LONDON.—Ernest Brown, minister of health, read the following essay he received from a 10-year-old London East End boy who had been evacuated to the country:

“The cow is a mammal. It has six sides, right and left and upper and below. At the back it has a tail on which hangs a brush. With this he sends flies away so they don’t fall into the milk. The head is for the purpose of growing horns and so his mouth can be somewhere. The horns are to butt with and the mouth is to moo with. Under the cow hangs milk. It is arranged for milking. When people milk, milk comes and there never is an end to the supply. How the cow does it I have not yet realized but it makes more and more. The cow has a fine sense of smell and one can smell it far away. This is the reason for fresh air in the country.

“A man cow is called an ox. The cow does not eat much but what it eats it eats twice so that it gets enough. When it is hungry it moos and when it says nothing at all it is because its insides are full up with grass.”

In honor of today’s Beast, find something you’ve never seen before and observe it. Come to conclusions. Those conclusions will likely be wrong, but the exercise is good for your brain.

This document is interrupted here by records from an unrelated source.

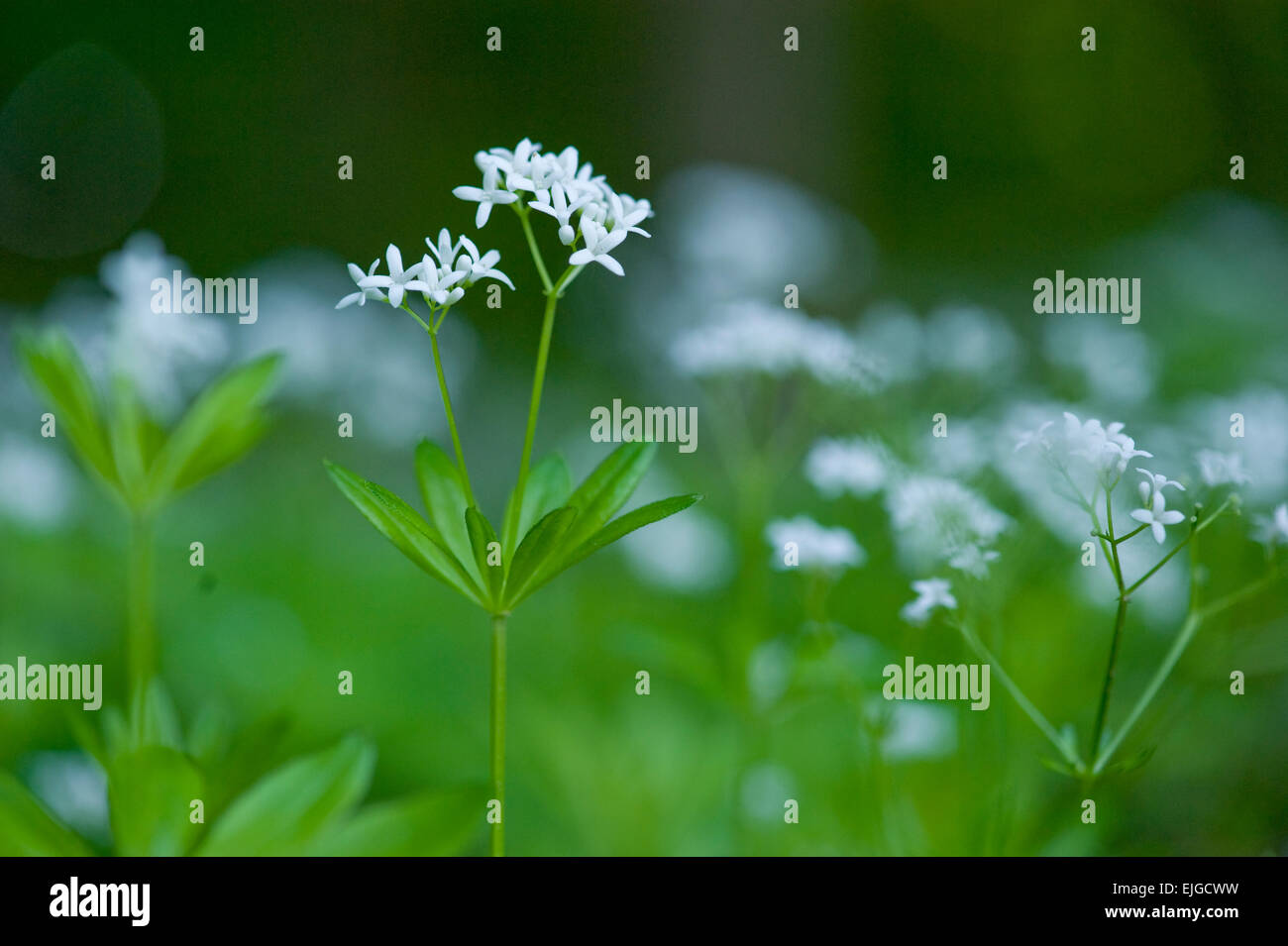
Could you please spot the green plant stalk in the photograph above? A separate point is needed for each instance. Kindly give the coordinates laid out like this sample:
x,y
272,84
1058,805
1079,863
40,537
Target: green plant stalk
x,y
497,770
1025,703
141,644
451,420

Tell Me Something Interesting

Last week, at the urgent request of the estimable Holly Berkley Fletcher, I—EJ Wittes—investigated why so many countries are called Guinea. In the process, I found myself bedeviled by another equally vital problem. Why is the guinea pig called a “guinea pig,” given that it is not from any location known as Guinea? As I said in my previous piece,

On the matter of the guinea pig, I have no answer for you. No one knows why they’re called that. The world is full of mysteries.

But that answer has not satisfied me. I have spent several days investigating the origins of the term “guinea pig.” And while I find myself still without a definitive answer, I have found a profusion of theories.